La psychologie comportementale fournit un cadre théorique pertinent pour appréhender les états de conscience modifiés par les psychédéliques. Elle offre aussi un modèle thérapeutique pouvant accroître l'efficacité de ces drogues. En induisant les effets d'un cerveau entropique via des processus thérapeutiques, l'ACT créé les conditions d'une variabilité comportementale. En bonus, elle vous suggère une direction de vie incarnée par des valeurs, carburant de cette variabilité.
A l'instar de la théorie du cerveau entropique, la psychologie comportementale pourrait donc bien réconcilier science et spiritualité11.
Difficile de ne pas relier toute cette histoire à l'actualité dominée par le Covid : la peur de la mort a cette fâcheuse tendance à vous éloigner des vrais déterminants de votre bonheur. Les psychédéliques pourraient justement vous aider à ne pas flancher devant l'angoisse de fin de vie12.
Notes et références
1. Pollan, M. (2019). Voyage aux confins de l'esprit. Quanto.
2. Monestès, J.L. et Baeyens, C. (2016). L'approche transdiagnostique en psychopathologie. Dunod.
3. Ce n'est sûrement pas un hasard si le MPD fait partie de ces régions cérébrales inhibées par la pratique de la méditation en pleine conscience.
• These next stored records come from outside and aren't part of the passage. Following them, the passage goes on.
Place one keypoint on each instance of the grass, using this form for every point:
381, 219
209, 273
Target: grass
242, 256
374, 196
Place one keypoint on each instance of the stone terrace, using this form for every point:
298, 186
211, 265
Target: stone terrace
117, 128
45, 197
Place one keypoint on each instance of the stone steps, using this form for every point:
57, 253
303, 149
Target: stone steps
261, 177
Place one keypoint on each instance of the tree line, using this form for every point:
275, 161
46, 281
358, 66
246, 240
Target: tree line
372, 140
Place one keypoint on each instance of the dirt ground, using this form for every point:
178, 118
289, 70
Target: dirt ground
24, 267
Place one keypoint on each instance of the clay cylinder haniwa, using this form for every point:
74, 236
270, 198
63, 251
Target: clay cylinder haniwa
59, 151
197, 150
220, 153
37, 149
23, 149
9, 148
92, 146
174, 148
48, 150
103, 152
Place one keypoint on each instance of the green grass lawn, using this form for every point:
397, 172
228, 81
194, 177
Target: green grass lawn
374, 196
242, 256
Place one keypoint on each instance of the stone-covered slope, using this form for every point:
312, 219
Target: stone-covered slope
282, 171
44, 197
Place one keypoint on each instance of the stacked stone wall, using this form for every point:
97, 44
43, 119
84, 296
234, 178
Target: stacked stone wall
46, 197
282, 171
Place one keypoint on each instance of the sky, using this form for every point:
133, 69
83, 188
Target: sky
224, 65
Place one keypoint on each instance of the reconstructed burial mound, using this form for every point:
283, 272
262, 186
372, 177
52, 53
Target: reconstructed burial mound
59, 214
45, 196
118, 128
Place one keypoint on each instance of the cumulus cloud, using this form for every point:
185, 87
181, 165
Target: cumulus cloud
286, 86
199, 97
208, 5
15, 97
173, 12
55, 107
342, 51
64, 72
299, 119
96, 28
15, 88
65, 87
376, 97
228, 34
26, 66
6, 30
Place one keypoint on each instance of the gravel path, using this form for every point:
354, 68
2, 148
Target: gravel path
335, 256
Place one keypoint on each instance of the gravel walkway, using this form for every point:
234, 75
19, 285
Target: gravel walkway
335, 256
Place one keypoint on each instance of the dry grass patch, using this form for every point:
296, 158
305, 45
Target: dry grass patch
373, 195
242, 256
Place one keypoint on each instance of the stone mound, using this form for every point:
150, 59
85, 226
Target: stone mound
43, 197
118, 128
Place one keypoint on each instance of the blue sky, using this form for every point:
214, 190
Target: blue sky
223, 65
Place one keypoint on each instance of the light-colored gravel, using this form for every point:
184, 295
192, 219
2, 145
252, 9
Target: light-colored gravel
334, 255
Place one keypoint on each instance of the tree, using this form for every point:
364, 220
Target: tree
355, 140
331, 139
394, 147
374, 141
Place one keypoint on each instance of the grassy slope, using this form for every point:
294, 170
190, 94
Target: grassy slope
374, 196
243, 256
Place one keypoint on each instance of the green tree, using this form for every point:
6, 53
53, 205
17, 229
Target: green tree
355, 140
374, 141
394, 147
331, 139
4. Cette altération de la perspective de soi est l'empreinte caractéristique d'un voyage sous psychédéliques : beaucoup d'usagers témoignent d'une impression de dissolution de leur ego, d'abolition des frontières entre leur moi et le monde extérieur. C'est même ce sentiment mystique d'appartenance à un tout qui permettrait de prédire les effets thérapeutiques de ces drogues.
5. Luoma, J.B., Sabucedo, P., Eriksson, J., Gates, N. & Pilecki, B.C. (2019). Toward a contextual psychedelic-assisted therapy: Perspectives from Acceptance and Commitment Therapy and contextual behavioral science. Journal of Contextual Behavioral Science, 14, 136-145.
6. Hayes, S.C, Law, S., Malady, M., Zhu, Z. & Bai, X. (2020). The centrality of sense of self in psychological flexibility processes: What the neurobiological and psychological correlates of psychedelics suggest. Journal of Contextual Behavioral Science, 15, 30-38.
7. Davis, A.K., Barrett, F.S. and Griffiths, R.R. (2020). Psychological flexibility mediates the relations between acute psychedelic T effects and subjective decreases in depression and anxiety. Journal of Contextual Behavioral Science, 15, 39-45.
8. Une des théories à l'origine de l'ACT (la théorie des cadres relationnels) met en avant le caractère arbitraire du langage. La défusion amène à une prise de conscience du statut arbitraire du langage intérieur pour casser ses effets et ainsi s'en détacher. Les usagers de psychédéliques témoignent souvent du caractère indicible de leur expérience. C'est comme si la drogue les avait mis dans un état de défusion ultime où les mots avaient perdus tout leur sens.
9. Monestès, J.L. (2013). Libéré de soi ! Armand Colin.
10. Le comble de la souplesse vis-à-vis de son image de soi ? Rouler en cabriolet un samedi après-midi de printemps sur le boulevard des Champs-Elysées en écoutant à fond ce tube de Wham… sans être mort de honte.
11. Hayes, S.C. (1984). Making sense of spirituality. Behaviorism, 12, 99-110.
12. Griffiths R.R., Johnson, M.W., Carducci, M.A., Umbricht, A., Richards, W.A., Richards, B.D., Cosimano, M.P., Klinedinst, M.A. (2016). Psilocybin produces substantial and sustained decreases in depression and anxiety in patients with life-threatening cancer: A randomized double-blind trial. Journal of Psychopharmacology, 30(12), 1181-1197.